Aloisia Wörgetter, ambassadrice d’Autriche à Alger
Nous nous étions préparés à parler avec l’ambassadrice d’Autriche Aloisia Wörgetter des relations économiques entre l’Algérie et l’Autriche, du volume des échanges commerciaux qui en 2011se sont élevés à 300 millions d’euros.
Ont- ils en 2012 augmenté, stagné ou est-ce le statuquo ?
Quels sont les domaines qui intéressent les Autrichiens et les perspectives de coopération entre les deux pays ?
Nous nous sommes retrouvés à parler de datte, d’huile d’olive, de tapisserie, de produits artisanaux dont regorge l’Algérie, de tourisme entre les deux pays et d’un vol bihebdomadaire reliant Alger à vienne.
Femme de terrain ,Aloisia Wörgetter qui est en poste à Alger depuis 2010, s’est «promenée» un peu partout dans le pays , ramenant dans ses bagages des produits du «terroir» qu’elle tient absolument à faire découvrir aux Autrichiens pour peu que les produits en question répondent aux normes internationales .
Elle nous en parle à cœur ouvert, dans l’entretien qu’elle a bien voulu nous accorder, laissant le détail des chiffres et autres statistiques à deux de ses collaborateurs.
DZEntreprise : Nous imaginons que l’introduction de la datte sur le marché autrichien s’est faite avec beaucoup de minutie, quelle a été la démarche pour que le produit y soit régulièrement ?
Aloisia Wörgetter : Il y a toute une logistique à développer, il faut que le marché soit régulièrement approvisionné et non de manière épisodique.
La possibilité d’un partenariat n’est pas à exclure.

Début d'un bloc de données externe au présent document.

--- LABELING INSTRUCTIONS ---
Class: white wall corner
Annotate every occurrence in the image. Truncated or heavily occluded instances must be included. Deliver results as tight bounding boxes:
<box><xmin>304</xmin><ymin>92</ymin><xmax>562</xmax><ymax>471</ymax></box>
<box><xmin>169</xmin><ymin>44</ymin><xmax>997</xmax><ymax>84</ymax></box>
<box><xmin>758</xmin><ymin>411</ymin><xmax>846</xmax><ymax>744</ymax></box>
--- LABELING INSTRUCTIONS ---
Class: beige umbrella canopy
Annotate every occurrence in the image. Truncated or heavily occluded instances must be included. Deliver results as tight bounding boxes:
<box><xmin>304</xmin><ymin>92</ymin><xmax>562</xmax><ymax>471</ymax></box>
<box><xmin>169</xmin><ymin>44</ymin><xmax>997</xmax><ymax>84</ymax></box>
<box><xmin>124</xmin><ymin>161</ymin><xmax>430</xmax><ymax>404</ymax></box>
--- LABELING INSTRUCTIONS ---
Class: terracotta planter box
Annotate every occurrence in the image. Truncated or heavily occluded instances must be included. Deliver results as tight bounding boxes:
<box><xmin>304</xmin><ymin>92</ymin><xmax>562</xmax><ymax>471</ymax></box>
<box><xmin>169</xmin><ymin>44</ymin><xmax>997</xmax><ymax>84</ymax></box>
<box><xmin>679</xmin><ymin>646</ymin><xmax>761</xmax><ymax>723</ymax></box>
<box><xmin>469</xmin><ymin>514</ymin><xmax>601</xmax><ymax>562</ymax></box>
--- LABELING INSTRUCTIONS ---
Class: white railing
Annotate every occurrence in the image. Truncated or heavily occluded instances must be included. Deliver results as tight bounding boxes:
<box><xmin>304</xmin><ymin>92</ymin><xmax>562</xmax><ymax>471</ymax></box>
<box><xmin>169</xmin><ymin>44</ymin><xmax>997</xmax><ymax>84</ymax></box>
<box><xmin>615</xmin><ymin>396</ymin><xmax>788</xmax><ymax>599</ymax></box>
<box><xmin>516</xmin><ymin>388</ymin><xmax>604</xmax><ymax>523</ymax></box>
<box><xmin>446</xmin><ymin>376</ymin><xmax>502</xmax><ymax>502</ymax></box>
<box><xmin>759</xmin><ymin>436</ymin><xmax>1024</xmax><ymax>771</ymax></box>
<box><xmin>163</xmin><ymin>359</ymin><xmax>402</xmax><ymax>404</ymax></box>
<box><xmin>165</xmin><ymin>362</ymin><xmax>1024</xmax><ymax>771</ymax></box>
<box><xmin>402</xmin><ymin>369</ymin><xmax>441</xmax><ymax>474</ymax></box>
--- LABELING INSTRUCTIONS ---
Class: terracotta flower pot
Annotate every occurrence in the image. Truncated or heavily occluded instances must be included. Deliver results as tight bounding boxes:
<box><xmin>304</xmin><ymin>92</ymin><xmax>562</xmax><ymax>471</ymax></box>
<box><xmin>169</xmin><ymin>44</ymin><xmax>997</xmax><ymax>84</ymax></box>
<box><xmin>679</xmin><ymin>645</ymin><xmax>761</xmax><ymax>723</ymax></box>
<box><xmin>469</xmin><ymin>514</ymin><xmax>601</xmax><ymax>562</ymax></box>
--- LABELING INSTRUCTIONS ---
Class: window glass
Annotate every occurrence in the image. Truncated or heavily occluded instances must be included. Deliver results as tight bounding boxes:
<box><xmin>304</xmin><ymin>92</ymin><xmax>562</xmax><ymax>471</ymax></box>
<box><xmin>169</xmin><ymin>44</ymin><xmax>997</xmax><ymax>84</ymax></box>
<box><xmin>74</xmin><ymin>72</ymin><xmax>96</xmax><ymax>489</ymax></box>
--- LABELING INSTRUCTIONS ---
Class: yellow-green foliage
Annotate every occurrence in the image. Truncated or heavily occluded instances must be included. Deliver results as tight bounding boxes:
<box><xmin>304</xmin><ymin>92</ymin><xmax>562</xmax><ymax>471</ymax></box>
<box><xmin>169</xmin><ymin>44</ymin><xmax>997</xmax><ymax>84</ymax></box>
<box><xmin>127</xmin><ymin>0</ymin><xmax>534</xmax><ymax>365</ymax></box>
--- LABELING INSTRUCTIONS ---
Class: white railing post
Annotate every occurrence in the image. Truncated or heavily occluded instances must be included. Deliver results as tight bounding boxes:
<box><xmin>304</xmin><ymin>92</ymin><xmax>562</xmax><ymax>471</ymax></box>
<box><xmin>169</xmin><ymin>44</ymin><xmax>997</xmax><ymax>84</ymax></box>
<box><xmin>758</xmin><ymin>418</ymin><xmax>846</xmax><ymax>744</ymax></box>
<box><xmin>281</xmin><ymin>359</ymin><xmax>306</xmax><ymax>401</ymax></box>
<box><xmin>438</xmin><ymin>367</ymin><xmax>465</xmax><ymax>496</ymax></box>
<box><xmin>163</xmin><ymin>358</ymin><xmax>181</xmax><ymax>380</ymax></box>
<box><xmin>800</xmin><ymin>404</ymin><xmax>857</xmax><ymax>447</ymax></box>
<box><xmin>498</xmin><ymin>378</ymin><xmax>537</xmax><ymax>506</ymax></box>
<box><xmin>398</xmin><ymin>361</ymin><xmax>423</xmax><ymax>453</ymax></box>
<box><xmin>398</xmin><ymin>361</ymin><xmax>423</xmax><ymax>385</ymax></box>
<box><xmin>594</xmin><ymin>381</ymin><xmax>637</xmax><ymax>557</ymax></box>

L’Autriche est un marché ouvert, le consommateur prend ce qu’il y a de meilleur.
Il y aussi l’emballage du produit, la présentation est très importante et d’autres paramètres que l’on doit respecter pour offrir au consommateur un produit irréprochable.
Depuis que je suis en Algérie, j’ai compris ce qu’il y avait à faire grâce aux collègues algériens. Je prône des relations durables et je suis très impliquée dans le développement durable.
Les produits agricoles algériens sont bio, et c’est un label très prisé en Autriche et partout en Europe. Il y a des produits agricoles qui gagneraient à être connus en vue de leur exportation vers mon pays.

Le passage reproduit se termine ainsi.